Here is my (possibly flawed) argument.
Let use take $n=2$ for simplicity. Let $S$ be an arbitrary subset of $\mathbb R^2$ and $A = \{x\in \mathbb R^2:\ d(x, S) = 1\}$. We want to show that $A$ has Lebesgue measure $0$. Let $I^2 = \{x\in \mathbb R^2:\ 0\leq x_1, x_2\leq 1\}$. For any $v\in \mathbb Z^n$ let $Q_v$ be the unit square defined as $Q_v = \{v+x:\ x\in I^2\}$. Thus $Q_0 = I^2$.
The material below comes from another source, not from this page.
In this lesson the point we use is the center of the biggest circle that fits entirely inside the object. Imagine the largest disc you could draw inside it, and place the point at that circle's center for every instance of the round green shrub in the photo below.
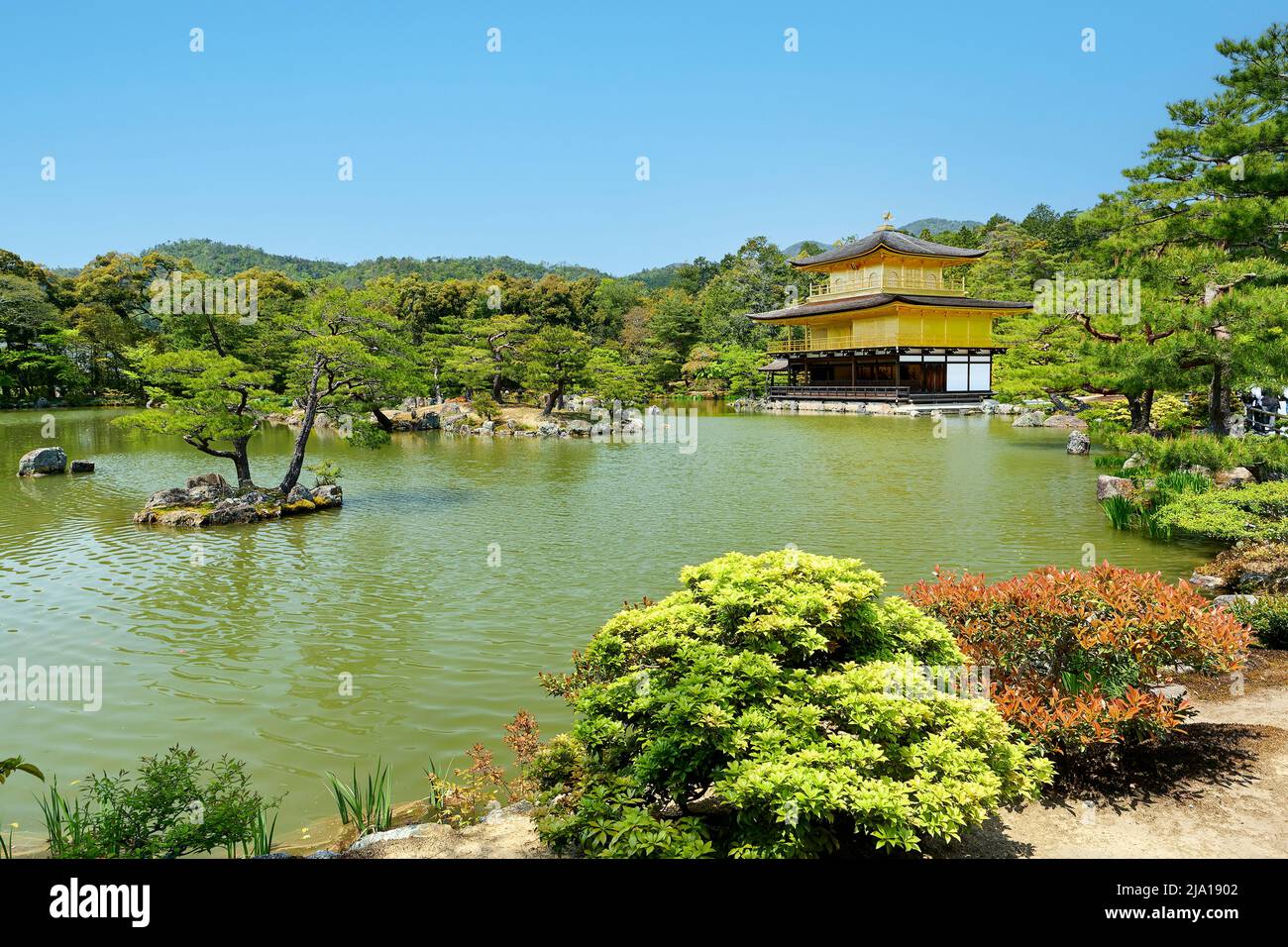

Let $S_v = Q_v\cap S$ for any $v\in \mathbb Z^2$ and let $A_v$ be the set of points in $\mathbb R^2$ which are at a distance $1$ from $S_v$. Note that each $A_v$ has Lebesgue measure $0$ since $d(x, S_v) = d(x, \bar S_v)$ for any $x\in \mathbb R^2$, and $\bar S_v$ is compact. So we will be done if we can show that $A \subseteq \bigcup_{v\in \mathbb Z^2} A_v$. Indeed, let $x\in A$ be arbitrary and assume that $x\notin A_v$ for any $v$. Clearly, if $v$ is far away from $x$ then $d(x, S_v) > 2$. Thus, it follows that there is $\epsilon>0$ such that $d(x, S_v) > 1 + \epsilon$ for all $v$. But then $x$ cannot lie in $A$, a contradiction, and we are done.
I may be consistently overlooking a simple mistake.